GA 360° – Como essas reivindicações do Sinprifert impactam o produtor agrícola brasileiro?
BS – Precisamos ter um olhar de médio prazo para que os benefícios sejam mais perceptíveis, mas uma vantagem inequívoca é que o setor de fertilizantes mais próximo do agricultor traz ganhos de escala, com consequente redução dos custos de transporte, ambiental e de combustível, com reflexos na pegada de carbono e nos CBios, por exemplo. O importante é que com essa solução de termos uma alíquota única todos ganham. O agro tem produção local mais eficiente, menor custo a médio e longo prazos, e o aumento de custo para o produtor rural é de 0,45% a 0,66% para soja, milho e algodão. Esses custos são neutralizados com facilidade pelo aumento da eficiência, além de se criar um ambiente equilibrado.
GA 360° – Quais os gargalos para o setor de fertilizantes ter a solicitação atendida pelo Confaz?
BS – Não podemos esquecer que há uma necessidade urgente de os Estados equilibrarem as contas. A produção nacional acaba subsidiando o importado. A dificuldade é que para ser aprovada, a extensão da validade do Convênio ICMS 100/97 depende de aprovação por unanimidade dos 26 Estados e do Distrito Federal, representados no Confaz pelos secretários de Fazenda, Planejamento ou Tributação.
GA 360° – A isonomia trará resultados positivos para os Estados?
BS – Se conseguirmos a isonomia desejada, os Estados ampliarão a receita, devido ao volume de importações que hoje não é tributado. Também serão favorecidos o desenvolvimento do setor e o investimento em novas plantas, assim como fortalecerá a indústria química e a mineração.

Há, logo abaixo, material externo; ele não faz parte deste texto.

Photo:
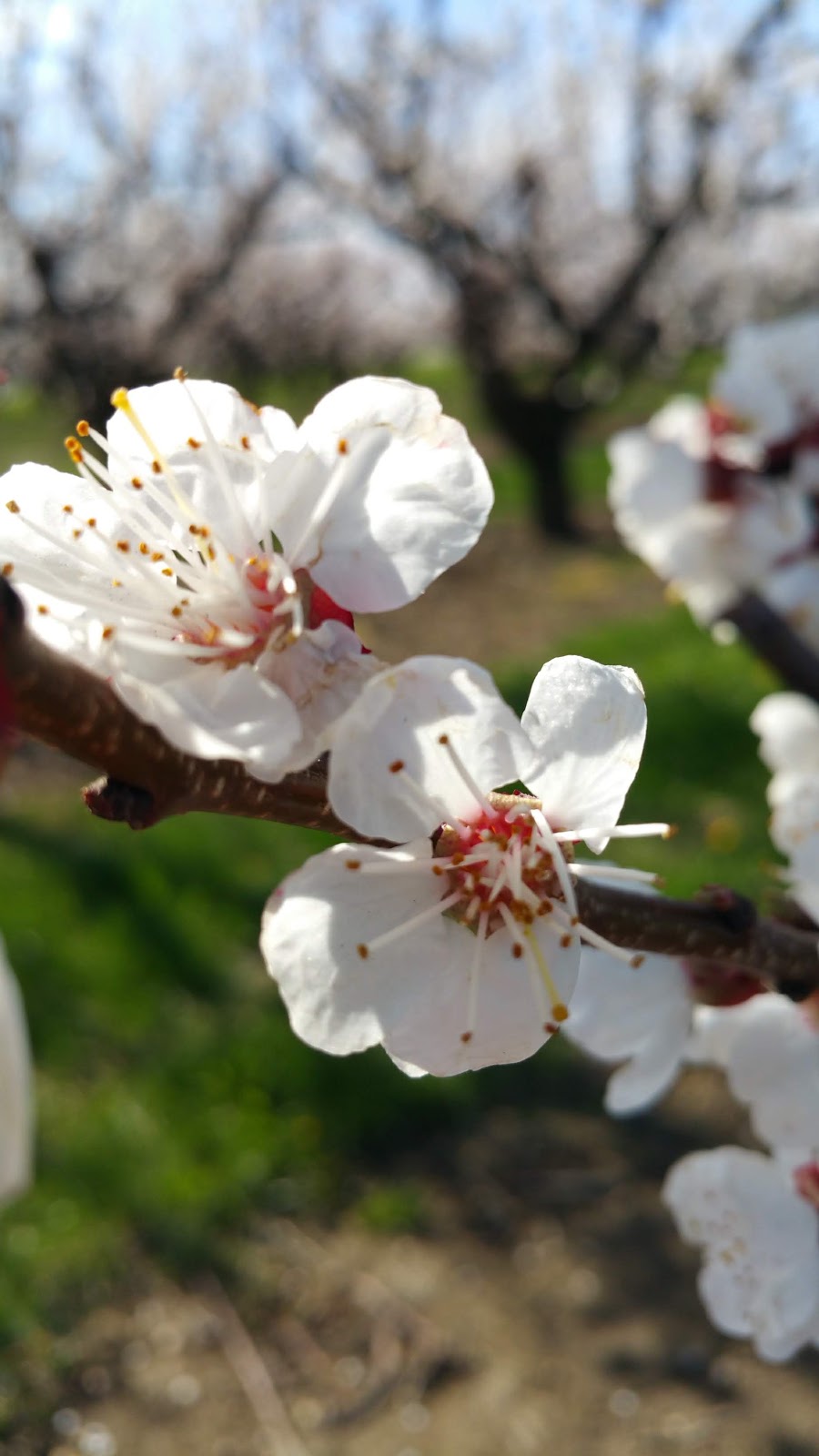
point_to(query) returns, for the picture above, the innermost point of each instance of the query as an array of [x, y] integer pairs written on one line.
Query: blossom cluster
[[720, 499], [207, 560]]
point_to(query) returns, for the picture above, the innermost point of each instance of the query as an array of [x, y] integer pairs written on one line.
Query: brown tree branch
[[775, 642], [146, 779]]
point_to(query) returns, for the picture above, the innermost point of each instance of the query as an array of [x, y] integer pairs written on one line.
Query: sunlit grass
[[172, 1097]]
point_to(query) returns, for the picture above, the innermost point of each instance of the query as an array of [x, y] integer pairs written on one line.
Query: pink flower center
[[499, 864]]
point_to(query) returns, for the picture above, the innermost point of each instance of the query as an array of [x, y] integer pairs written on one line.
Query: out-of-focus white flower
[[462, 954], [639, 1016], [683, 500], [15, 1088], [760, 1239], [770, 1053], [212, 565], [770, 382], [787, 725], [789, 743], [793, 592]]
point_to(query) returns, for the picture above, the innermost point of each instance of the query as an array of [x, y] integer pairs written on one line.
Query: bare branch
[[777, 644]]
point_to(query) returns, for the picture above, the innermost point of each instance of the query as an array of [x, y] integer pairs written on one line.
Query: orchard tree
[[581, 178]]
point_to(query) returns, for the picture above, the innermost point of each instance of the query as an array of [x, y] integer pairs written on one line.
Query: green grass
[[172, 1097]]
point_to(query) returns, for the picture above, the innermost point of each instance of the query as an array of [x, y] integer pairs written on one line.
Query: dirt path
[[545, 1308]]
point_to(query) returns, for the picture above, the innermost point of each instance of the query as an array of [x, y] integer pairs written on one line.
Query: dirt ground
[[545, 1307], [511, 597], [544, 1303]]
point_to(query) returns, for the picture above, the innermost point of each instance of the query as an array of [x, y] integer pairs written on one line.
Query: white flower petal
[[15, 1088], [217, 715], [787, 725], [389, 774], [413, 495], [508, 1012], [314, 925], [322, 674], [760, 1239], [639, 1016], [588, 727]]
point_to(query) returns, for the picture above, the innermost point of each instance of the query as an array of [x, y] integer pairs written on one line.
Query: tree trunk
[[540, 429]]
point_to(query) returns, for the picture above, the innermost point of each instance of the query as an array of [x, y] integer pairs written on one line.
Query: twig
[[254, 1376], [146, 781], [775, 642]]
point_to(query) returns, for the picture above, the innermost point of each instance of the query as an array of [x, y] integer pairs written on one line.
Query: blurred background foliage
[[541, 222]]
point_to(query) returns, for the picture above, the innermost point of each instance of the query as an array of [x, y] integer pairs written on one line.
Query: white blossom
[[770, 382], [210, 565], [685, 500], [789, 744], [465, 953], [760, 1241], [768, 1048], [15, 1088], [637, 1016]]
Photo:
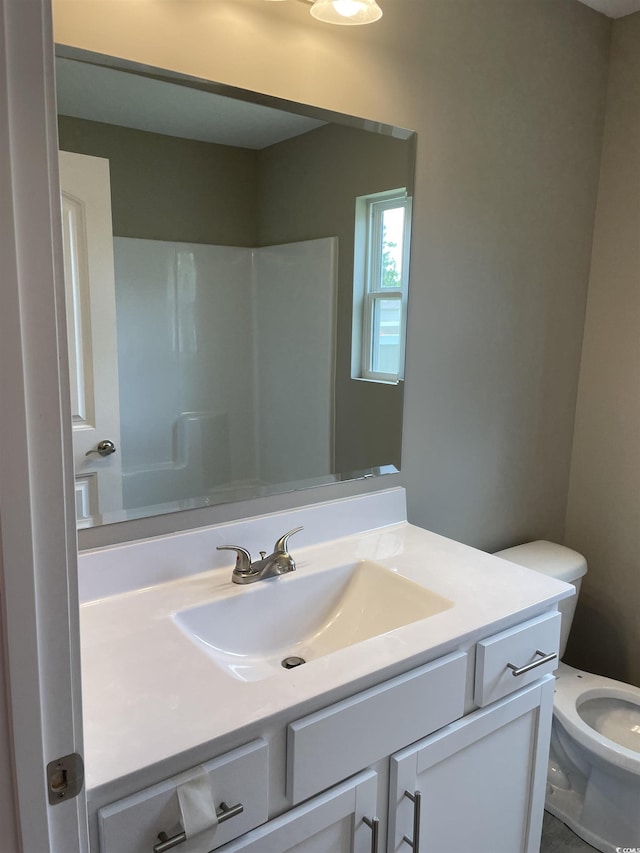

GA 360° – Quais os principais benefícios da isonomia tributária do ICMS dos fertilizantes?
BS – A médio e longo prazos, a isonomia trará uma série de benefícios para toda a cadeia produtiva e contribuirá para a retomada econômica pós-pandemia. Calcula-se que alguns Estados podem arrecadar mais de R$ 1 bilhão em ICMS anualmente com a medida. A isonomia tributária permitirá, por exemplo, que se materializem as oportunidades trazidas pelo novo Marco do Gás Natural – projetos das FAFENS (Nitrogenados). Há estimativas de que, no caso de a solução apresentada pelo Sinprifert ser acatada pelo Confaz, serão investidos cerca de US$ 13 bilhões em novas plantas, minas etc., aumento a produção na ordem de 10 milhões de toneladas/ano que é mais do que a produção atual de 7 milhões de toneladas/ano.